Tullow Oil execs in Jamaica to conduct 2D survey
Tullow Oil regional heads are now in Jamaica to sensitise private and public stakeholders on plans to start a 2D seismic survey in the island next month.
It is aimed at identifying the source of oil found off the coast of the Pedro Banks.
Tullow described their preliminary find last year as the first 'live' or flowing oil in or off the coast of Jamaica.
Oil previously found came from well basins that were dried up or 'dead', stated Jerome Kelly, exploration manager for the Caribbean in a Gleaner interview.
Kelly is in Jamaica with three other Tullow managers, including Madeleine Slatford, principal geoscientist; David Newton, safety, sustainability and external affairs manager, and John McKenna, regional and development manager for South America and the Caribbean.
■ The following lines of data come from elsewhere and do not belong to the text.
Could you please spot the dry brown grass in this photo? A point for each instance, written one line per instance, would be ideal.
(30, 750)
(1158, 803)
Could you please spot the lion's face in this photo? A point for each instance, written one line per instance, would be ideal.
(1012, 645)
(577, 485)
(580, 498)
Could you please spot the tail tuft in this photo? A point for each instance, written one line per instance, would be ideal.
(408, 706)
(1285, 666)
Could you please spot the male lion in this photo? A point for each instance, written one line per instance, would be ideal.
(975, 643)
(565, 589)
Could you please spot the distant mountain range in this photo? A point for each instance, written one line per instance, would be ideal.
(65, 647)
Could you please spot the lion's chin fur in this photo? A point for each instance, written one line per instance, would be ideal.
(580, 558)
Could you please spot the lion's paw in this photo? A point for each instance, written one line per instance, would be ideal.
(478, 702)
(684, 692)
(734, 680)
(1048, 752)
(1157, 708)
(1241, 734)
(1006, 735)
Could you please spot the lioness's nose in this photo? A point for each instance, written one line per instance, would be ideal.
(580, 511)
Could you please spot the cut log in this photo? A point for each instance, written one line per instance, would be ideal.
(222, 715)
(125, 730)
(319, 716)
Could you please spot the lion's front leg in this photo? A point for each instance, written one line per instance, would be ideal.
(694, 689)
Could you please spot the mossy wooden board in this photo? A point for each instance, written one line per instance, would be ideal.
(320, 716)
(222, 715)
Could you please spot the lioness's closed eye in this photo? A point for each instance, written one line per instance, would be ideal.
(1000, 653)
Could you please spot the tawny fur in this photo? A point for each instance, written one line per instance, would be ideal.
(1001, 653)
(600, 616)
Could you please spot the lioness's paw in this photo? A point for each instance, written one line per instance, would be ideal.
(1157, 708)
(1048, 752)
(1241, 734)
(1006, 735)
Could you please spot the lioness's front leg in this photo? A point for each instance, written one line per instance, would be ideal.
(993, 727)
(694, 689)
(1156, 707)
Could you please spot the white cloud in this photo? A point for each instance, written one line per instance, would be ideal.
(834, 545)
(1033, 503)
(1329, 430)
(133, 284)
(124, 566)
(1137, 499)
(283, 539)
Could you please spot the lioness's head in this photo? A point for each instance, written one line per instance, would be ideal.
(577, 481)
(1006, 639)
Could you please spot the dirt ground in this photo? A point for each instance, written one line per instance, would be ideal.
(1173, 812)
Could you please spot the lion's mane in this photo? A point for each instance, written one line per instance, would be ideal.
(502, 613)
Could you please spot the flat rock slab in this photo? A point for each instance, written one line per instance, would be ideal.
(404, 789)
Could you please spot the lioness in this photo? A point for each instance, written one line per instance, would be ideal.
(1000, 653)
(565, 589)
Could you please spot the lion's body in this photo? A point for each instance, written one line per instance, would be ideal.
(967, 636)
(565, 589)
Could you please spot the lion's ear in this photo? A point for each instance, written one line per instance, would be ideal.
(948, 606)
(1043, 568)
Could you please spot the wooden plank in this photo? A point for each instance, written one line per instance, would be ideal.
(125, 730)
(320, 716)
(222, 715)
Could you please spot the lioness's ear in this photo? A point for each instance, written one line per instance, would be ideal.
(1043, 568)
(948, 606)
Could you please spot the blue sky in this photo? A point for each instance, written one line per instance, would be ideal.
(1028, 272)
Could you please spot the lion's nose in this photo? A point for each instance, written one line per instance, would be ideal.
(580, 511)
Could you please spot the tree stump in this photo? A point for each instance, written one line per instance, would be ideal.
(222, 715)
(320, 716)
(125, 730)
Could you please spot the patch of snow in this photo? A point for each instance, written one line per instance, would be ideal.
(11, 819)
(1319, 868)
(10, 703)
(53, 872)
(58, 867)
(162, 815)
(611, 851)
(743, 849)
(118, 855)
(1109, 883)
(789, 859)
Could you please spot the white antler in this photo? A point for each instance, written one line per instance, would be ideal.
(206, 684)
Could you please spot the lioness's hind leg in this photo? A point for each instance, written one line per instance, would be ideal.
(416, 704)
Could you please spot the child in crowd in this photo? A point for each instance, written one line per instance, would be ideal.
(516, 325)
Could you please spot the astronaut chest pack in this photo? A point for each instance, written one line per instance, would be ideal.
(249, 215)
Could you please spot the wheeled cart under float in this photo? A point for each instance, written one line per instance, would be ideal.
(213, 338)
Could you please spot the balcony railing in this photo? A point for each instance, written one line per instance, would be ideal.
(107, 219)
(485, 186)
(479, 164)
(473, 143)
"The survey will start in March and the median length would see it last between five to 10 days," Kelly said about the survey which will examine Blower Rock at Pedro Banks northwards to Kingston.
"The live oil was of a tiny amount (like an oil sheen on the surface). So it doesn't say how much is underground nor does it say where that oil has come from and that is why we are doing the survey," said Kelly.
The findings of the survey are to expected to be released in May. If the results are positive it would result in the company conducting a 3D survey. If positive, it would result in drilling starting between 2019 and 2020, said Kelly, who spoke with the The Gleaner at The Jamaica Pegasus hotel in Kingston on Friday.
The United Kingdom-based Tullow Oil holds the licence for oil exploration off the coast of Jamaica.